That last thread is the one with the sharpest 2026 roadmap signal. As reasoning models emit long decode sequences, the KV cache balloons, and the economics of holding it in HBM collapse. The answer is a three-tier KV hierarchy — HBM, then host/CXL memory, then NVMe and Ethernet-attached flash — that NVIDIA is standardizing via BlueField-4's context-memory platform (CMX) and the NIXL transfer library, with vendors reporting the ability to serve roughly 10x more users by offloading prefix caches to flash. The roadmap consequence for the facility is that storage is no longer a back-of-house capacity question; it is part of the inference memory hierarchy and sits on the latency-critical path.

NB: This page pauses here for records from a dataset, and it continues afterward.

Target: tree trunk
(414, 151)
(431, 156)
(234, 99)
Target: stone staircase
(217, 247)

A 2026 design that treats storage as bulk capacity, decoupled from the fabric and the accelerator, is designing for the training workload of 2023, not the inference workload of 2026. → the CPU-bypass data path in Chapter 9.3; inference and KV-cache storage in Chapter 9.7; object/capacity tier in Chapter 9.6.
Rack & facility integration: from the 19-inch rack to the ~600 kW power-and-cooling chassis
The five subsystem roadmaps do not converge on a server — they converge on a chassis. The defining structural shift of 2026 → 2030 is that the unit of design stops being the 19-inch rack populated with independent servers and becomes an integrated power-and-cooling enclosure where compute, NVLink switching, liquid distribution, and power delivery are co-engineered as one mechanical object. The GB200 NVL72 (~120–132 kW, ~1.36 t / 3,000 lb, 5,184 in-rack copper NVLink cables, blind-mate liquid manifolds, a 1,400 A busbar) is the first generation that can only be understood as a single integrated unit. The Kyber NVL576 at ~600 kW is the next: at that power the disaggregated sidecar (Mt Diablo / Diablo 400) moves power conversion out of the compute rack into an adjacent power chassis, the busbar becomes liquid-cooled, and scale-up optics move onto the package.
For facility design this collapses several previously-independent decisions into one substrate commitment. A ~600 kW chassis at ~3,000–5,000 lb wet implies a structural slab and seismic-anchoring basis you cannot retrofit (Chapter 6.2, Chapter 6.7); an 800 VDC riser and busway you cannot rip out without a hall outage; a facility-water capacity and pipe-rack geometry sized for liquid heat rejection at that density; and a row-and-aisle pitch set by the chassis footprint plus its sidecar. The roadmap-correct move is the one this chapter has argued throughout: reserve the irreversible substrate for the chassis you will house in 2027–2028, and keep the reversible fit-out — the actual trays, transceivers, CDUs, and storage shelves — matched to the generation you are buying this year. → rack as integration unit in Chapter 7.13; modular/prefab construction in Chapter 6.4.
Deep dive: the five clocks are one clock
It is tempting to manage the five subsystem roadmaps as five independent programs with five owners. That decomposition is exactly the error, because the five clocks are not independent — they are harmonics of the accelerator clock, and they fall out of phase only at the cost of stranded capacity. Work the dependency chain forward from a single accelerator generation. A ~600 kW Kyber rack requires 800 VDC distribution (the AC chain cannot feed it efficiently); 800 VDC requires the disaggregated sidecar and a DC-breaker supply chain; the ~600 kW thermal load requires liquid at a delta-T and flow that sizes the CDU and facility-water loop; the scale-up domain at NVL576 requires rack-to-rack optics and likely CPO because copper reach has run out; and the inference workload that justifies the rack requires the KV-cache flash tier on the fabric. Miss one clock and the others are stranded: 800 VDC with an air-cooled hall is pointless; liquid with a 480 VAC riser caps at ~150 kW; a non-blocking fabric with no flash KV tier starves the inference engine it was built for.
This is why the consolidated roadmap belongs in one chapter rather than five appendices. The planning artifact that captures it is the capacity-ramp curve from Chapter 1.1 and Chapter 1.7, extended to call out, generation by generation, the density step and the substrate it implies — so that the floor, the voltage class, the water, the pipe-rack, and the fabric reach budget are all sized to the same future rack, on the same clock, at scoping time. The roadmap is not a forecast you read; it is a synchronization constraint you design to.